Before I answer that question, I’ll give you a brief description of my upbringing and training in the arts. I started at a young age in the early part of the 1960. Finding a school was difficult. The small town of Vincennes, Indiana where I lived lacked any schools or clubs. A neighbor’s son-in-law was an Army Paratrooper and he started me off with basic Jujitsu techniques. Later I met a young man in his twenties who was a brown belt in Shotokan. He worked with me for a while as well. During my junior and senior years in high school I was able to training in a newly formed Korean karate club at the local community college. Throughout the training I received during the sixties and seventies my instructors were hard and instilled strict discipline. If you were late there was punishment. If you conducted yourself with dishonor or demonstrated bad sportsmanship there was a price to pay. What I learned in addition to kicks, punches, self-defense, and katas was there was a proper attitude and level of personal conduct that was expected. I was taught that being a black belt was much more than being able to fight. It also included being a person who was considerate of others; a person who looked out for the weak and helpless among us. Being like a Samurai (a servant) who understood the true meaning of Budo. The instructors who taught me walked the walk, and talked the talk – to coin a cliché.
In order for us to be on the same definitional page, Wikipedia gives the following definition of Budo:
Budō is a compound of the root bu, meaning war or martial; and dō, meaning path or way. Specifically, dō is derived from the Buddhist Sanskrit mārga (meaning the ‘path’ to enlightenment). The term refers to the idea of formulating propositions, subjecting them to philosophical critique and then following a ‘path’ to realize them. Dō signifies a ‘way of life’. Dō in the Japanese context, is an experiential term, experiential in the sense that practice (the way of life) is the norm to verify the validity of the discipline cultivated through a given art form. The modern budō has no external enemy, only the internal enemy, one’s ego that must be fought.
The point of this article is to ask the question of the reader, what is your view on how students should be taught the more intrinsic aspects of the martial arts. We all strive to teach our students how to kick, punch, perform kata, spar and defend themselves, but what do we teach them about being responsible people?
Most of you will recall the first Karate Kid movie. There were two key lessons in that movie. One was fighting for the right reason. The Kobukai instructor taught his minions to have no mercy, take no prisoners. Miyagi, on the other hand, instructed Daniel the proper reasons and attitude for fighting. The most profound statement uttered by Miyagi was after he had rescued Daniel and the young man had asked him if he was a black belt. Miyagi laughed and said, “oh ya, Sears $3.98,” while pointing to his pants belt.

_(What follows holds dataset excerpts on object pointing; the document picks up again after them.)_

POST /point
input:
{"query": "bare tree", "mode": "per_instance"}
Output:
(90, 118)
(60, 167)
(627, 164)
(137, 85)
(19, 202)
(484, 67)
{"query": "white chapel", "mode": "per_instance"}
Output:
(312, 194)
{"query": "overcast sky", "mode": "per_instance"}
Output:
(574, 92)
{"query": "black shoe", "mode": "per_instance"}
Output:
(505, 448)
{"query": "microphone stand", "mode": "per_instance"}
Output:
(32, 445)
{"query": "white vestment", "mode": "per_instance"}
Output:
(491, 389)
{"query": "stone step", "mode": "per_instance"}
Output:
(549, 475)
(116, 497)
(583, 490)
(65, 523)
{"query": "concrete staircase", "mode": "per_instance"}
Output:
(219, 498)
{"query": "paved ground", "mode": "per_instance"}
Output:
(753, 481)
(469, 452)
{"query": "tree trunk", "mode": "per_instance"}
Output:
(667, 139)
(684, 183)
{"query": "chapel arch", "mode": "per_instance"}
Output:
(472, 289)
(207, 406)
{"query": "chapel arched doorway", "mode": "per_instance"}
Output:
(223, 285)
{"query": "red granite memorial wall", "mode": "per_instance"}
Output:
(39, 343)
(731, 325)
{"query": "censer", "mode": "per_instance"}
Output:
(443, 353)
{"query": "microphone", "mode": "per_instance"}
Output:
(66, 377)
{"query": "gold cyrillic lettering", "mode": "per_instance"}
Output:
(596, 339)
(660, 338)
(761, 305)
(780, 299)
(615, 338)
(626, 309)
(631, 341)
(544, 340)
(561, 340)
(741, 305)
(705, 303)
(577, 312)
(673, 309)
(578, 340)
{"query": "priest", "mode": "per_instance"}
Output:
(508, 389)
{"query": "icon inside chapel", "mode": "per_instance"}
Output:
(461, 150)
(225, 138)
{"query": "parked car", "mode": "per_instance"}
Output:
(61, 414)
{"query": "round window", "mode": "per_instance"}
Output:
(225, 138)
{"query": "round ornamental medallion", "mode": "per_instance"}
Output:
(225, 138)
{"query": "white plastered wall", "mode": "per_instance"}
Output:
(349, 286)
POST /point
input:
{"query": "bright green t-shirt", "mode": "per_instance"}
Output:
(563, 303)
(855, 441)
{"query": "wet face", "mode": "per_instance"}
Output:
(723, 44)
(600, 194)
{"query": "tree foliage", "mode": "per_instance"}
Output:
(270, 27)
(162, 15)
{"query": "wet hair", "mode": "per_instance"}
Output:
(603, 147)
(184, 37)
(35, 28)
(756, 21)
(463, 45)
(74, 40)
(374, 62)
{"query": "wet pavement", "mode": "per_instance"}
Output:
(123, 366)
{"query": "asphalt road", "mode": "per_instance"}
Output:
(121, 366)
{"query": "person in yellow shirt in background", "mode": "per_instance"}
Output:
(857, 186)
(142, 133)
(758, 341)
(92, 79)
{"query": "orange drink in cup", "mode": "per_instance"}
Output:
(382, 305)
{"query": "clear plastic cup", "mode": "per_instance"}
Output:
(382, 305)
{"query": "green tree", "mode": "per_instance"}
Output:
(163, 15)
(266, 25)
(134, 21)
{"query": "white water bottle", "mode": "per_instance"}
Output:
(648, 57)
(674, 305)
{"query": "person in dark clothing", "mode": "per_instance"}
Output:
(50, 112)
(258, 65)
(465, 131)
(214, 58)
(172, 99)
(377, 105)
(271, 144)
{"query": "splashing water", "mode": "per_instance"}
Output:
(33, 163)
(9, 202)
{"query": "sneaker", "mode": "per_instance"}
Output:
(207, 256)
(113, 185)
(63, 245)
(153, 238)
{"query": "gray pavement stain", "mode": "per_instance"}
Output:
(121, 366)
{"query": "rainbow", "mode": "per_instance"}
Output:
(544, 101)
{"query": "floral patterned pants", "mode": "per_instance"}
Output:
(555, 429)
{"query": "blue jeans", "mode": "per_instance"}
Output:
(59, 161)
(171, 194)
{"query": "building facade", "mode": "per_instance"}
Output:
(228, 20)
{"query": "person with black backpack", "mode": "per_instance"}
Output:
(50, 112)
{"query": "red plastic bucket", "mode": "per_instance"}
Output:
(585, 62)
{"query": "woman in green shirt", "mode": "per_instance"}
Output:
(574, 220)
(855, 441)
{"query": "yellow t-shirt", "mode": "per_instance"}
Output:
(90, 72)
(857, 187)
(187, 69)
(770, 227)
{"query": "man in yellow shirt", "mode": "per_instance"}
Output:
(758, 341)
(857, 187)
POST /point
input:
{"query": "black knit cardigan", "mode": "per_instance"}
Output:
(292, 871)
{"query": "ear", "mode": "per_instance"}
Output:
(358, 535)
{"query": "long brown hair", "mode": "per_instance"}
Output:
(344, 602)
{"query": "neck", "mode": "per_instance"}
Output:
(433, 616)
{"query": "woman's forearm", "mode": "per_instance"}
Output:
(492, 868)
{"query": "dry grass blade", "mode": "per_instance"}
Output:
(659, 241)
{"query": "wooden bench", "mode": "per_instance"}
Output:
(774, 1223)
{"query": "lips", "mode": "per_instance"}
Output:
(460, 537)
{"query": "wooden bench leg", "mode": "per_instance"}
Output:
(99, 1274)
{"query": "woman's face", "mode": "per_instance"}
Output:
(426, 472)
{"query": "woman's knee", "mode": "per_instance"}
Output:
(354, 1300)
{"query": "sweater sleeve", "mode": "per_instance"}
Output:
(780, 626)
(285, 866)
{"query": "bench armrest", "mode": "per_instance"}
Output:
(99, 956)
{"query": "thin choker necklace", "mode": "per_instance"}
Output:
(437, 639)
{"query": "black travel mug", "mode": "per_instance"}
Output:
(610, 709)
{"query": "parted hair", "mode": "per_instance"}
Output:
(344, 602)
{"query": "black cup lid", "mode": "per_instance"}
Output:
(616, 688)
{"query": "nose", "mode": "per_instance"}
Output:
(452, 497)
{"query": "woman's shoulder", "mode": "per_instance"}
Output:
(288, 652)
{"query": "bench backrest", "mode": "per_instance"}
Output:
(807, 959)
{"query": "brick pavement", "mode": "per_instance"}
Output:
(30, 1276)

Miyagi went on to tell his soon to be protégé that, “karate is here (pointing to his head) and here (pointing to his heart), not here (pointing to his waist).” Other martial artists have attempted to say the same thing in various ways in other Hollywood movies, but none of them hit the nail quite like Miyagi San.
So where have we as American sensei come over the past several decades as martial artists? How many of us truly teach these more important values of the arts? How many of you only focus on tournaments and trophies, with the only character building efforts coming when the student wins? In my nearly 50 years of studying, training and teaching both here in the states and in Europe, I’ve been fortunate to see really good students who were a credit to their sensei, and sadly those on the other side of the isle such as in the example above. As new fads come forth, and movies continue to drive the changing focus of the public in evolving areas such as mixed martial arts, will the traditional values of the old styles survive? Or will the desire for fame and a fast buck win out? Ask yourself that question the next time you watch the egotistical demonstrations of current day combatants who are now influencing the present and future generations of potential martial arts students.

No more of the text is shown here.